Le ministère des Postes et Télécommunications a annoncé le lancement d’une opération d’assainissement des effectifs de l’Organisation régionale africaine de communication par satellite (RASCOM), à la suite de la découvert de plusieurs irrégularités administratives.
Dans un communiqué publié vendredi, le ministre José Mpanda Kabangu indique avoir pris connaissance, par correspondance, dans les médias et sur les réseaux sociaux, des accusations portées contre lui par des personnes se présentant comme des agents de la RASCOM et l’accusant d’avoir supprimé leurs emplois.
Le ministre rejette ces accusations et affirme que les contrôles administratifs menés par son Cabinet et le Secrétariat général ont plutôt mis en évidence l’existence de nombreux agents ne disposant d’aucun acte de nomination régulier.
Selon le communiqué, certains de ces présumés agents résideraient même hors de la République démocratique du Congo tout en continuant à percevoir des rémunérations du Trésor public sans exercer effectivement leurs fonctions.

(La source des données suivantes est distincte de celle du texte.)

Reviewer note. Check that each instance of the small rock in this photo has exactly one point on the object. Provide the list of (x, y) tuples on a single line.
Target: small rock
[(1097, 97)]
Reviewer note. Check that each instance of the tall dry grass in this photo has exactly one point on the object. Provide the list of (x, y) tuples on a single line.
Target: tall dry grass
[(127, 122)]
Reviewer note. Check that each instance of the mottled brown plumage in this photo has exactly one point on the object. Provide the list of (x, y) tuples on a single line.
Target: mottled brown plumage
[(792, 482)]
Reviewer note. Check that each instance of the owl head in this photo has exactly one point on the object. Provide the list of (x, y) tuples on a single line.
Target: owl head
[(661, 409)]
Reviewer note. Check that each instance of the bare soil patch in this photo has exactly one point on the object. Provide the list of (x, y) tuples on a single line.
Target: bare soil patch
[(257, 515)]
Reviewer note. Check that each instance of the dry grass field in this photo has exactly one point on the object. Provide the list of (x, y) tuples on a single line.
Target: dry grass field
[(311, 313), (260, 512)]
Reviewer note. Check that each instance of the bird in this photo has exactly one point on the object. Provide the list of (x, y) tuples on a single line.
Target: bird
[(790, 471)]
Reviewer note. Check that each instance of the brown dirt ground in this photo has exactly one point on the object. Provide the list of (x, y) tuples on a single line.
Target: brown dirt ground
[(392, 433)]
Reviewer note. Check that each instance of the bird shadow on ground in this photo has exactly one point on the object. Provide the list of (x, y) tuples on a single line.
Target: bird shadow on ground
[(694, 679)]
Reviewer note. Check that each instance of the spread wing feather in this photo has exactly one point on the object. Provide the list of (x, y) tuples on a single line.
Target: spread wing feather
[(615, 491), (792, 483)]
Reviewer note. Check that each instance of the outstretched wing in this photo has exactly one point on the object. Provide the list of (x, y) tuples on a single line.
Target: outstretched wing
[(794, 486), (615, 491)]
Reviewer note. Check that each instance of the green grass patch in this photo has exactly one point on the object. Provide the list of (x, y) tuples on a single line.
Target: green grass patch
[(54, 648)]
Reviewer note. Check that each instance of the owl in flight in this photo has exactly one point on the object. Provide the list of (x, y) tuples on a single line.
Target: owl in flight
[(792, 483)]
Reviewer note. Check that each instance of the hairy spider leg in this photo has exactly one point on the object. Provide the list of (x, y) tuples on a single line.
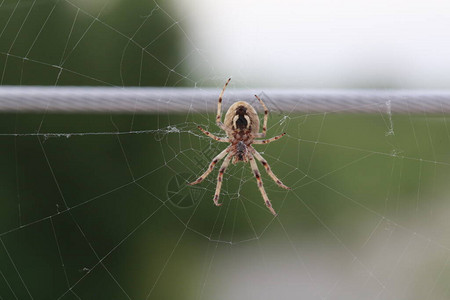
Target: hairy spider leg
[(211, 165), (260, 183), (219, 139), (260, 142), (266, 115), (224, 166), (259, 157), (219, 107)]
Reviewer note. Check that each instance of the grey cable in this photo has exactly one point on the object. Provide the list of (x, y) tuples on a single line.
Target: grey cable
[(182, 100)]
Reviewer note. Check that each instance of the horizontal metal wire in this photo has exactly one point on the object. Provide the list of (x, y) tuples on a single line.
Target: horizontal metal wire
[(182, 100)]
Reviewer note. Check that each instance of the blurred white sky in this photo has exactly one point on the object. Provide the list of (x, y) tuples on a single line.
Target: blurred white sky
[(321, 43)]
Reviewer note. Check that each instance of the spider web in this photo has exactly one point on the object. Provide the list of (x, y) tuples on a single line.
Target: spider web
[(97, 206)]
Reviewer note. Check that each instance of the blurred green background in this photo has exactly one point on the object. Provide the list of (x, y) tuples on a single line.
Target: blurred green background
[(91, 210)]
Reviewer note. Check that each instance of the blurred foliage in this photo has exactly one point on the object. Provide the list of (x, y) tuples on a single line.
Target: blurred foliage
[(122, 189), (120, 43)]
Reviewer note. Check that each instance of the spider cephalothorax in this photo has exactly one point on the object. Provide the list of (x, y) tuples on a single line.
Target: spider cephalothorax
[(241, 125)]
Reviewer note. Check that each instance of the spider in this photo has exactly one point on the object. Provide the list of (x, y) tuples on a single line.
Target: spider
[(241, 125)]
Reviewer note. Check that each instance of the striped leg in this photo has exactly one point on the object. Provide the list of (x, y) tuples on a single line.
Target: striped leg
[(211, 166), (225, 140), (260, 184), (268, 170), (224, 166), (219, 107), (266, 115), (259, 142)]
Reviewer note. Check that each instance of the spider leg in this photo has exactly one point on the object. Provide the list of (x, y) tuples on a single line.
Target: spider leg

Pour mettre un terme à cette situation, José Mpanda Kabangu invite toute personne se prévalant de la qualité d’agent de la RASCOM à présenter son acte officiel de nomination auprès de la coordination de cette structure.
Un délai de sept jours, à compter du 10 juillet 2026, est accordé aux intéressés pour régulariser leur situation administrative. Cette démarche s’inscrit dans la volonté affichée du ministère de renforcer la transparence dans la gestion des établissements publics et de mettre fin au phénomène des agents fictifs qui pèse sur les finances de l’État.
À travers cette mesure, le ministère entend poursuivre l’assainissement de la fonction publique relevant de son secteur et garantir que seuls les agents régulièrement recrutés continuent de bénéficier des avantages liés à leur statut.